Investors are advised to carefully consider the investment objectives, risks and charges and expenses of GS BDC before investing. The preliminary prospectus, dated March 10, 2015 contains this and other information about GS BDC and should be read carefully before investing. The information in the Registration Statement, preliminary prospectus and herein is not complete and may be changed.

This press release will not constitute an offer to sell or the solicitation of an offer to buy the securities nor shall there be any sale of these securities in any jurisdiction in which such offer, solicitation or sale would be unlawful prior to their registration or qualification under the securities laws of any such jurisdiction. Offers of these securities are made only by means of the prospectus. The SEC has not approved or disapproved these securities or passed upon the adequacy of the preliminary prospectus. Any representation to the contrary is a criminal offense.

This offering may be made solely by means of a preliminary prospectus forming part of the registration statement, which may be accessed without charge at the SEC’s EDGAR service on the SEC website, Alternatively, a copy of the prospectus may be obtained from: BofA Merrill Lynch, 222 Broadway, New York, NY 10038, Attn: Prospectus Department, or e-mail; Goldman, Sachs & Co., 200 West Street, New York, NY 10282, Attention: Prospectus Department, by calling (866) 471-2526, or by e-mailing; or Morgan Stanley, 180 Varick Street, 2nd Floor, New York, NY 10014, Attention: Prospectus Department.


GS BDC is an externally managed specialty finance company that is a non-diversified, closed-end management investment company that has elected to be regulated as a business development company under the Investment Company Act of 1940 and the rules and regulations promulgated thereunder. GS BDC was formed by The Goldman Sachs Group, Inc. (“Group Inc.”) to invest primarily in middle-market companies in the United States. GS BDC is externally managed by Goldman Sachs Asset Management, L.P., an SEC-registered investment adviser and a wholly-owned subsidiary of Group Inc.
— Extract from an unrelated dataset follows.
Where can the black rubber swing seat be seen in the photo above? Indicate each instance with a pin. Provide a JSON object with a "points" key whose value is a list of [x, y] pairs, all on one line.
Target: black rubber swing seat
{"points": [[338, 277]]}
Since it was formed in 2012 through December 31, 2014, GS BDC has originated more than $1.27 billion in aggregate principal amount of debt and equity investments prior to any subsequent exits or repayments. GS BDC seeks to generate current income and, to a lesser extent, capital appreciation through direct originations of secured debt, including first lien, first lien/last-out unitranche and second lien debt, unsecured debt, including mezzanine debt and, to a lesser extent, investments in equities.


This press release contains forward-looking statements that involve substantial risks and uncertainties. You can identify these statements by the use of forward-looking terminology such as “may,” “will,” “should,” “expect,” “anticipate,” “project,” “estimate,” “intend,” “continue” or “believe” or the negatives thereof or other variations thereon or comparable terminology. You should read statements that contain these words carefully because they discuss our plans, strategies, prospects and expectations concerning our business, operating results, financial condition and other similar matters. We believe that it is important to communicate our future expectations to our investors. There may be events in the future, however, that we are not able to predict accurately or control. Any forward-looking statement made by us in this press release speaks only as of the date on which we make it. Factors or events that could cause our actual results to differ may emerge from time to time, and it is not possible for us to predict all of them. We undertake no obligation to update or revise publicly any forward-looking statements, whether as a result of new information, future events or otherwise, except as required by law.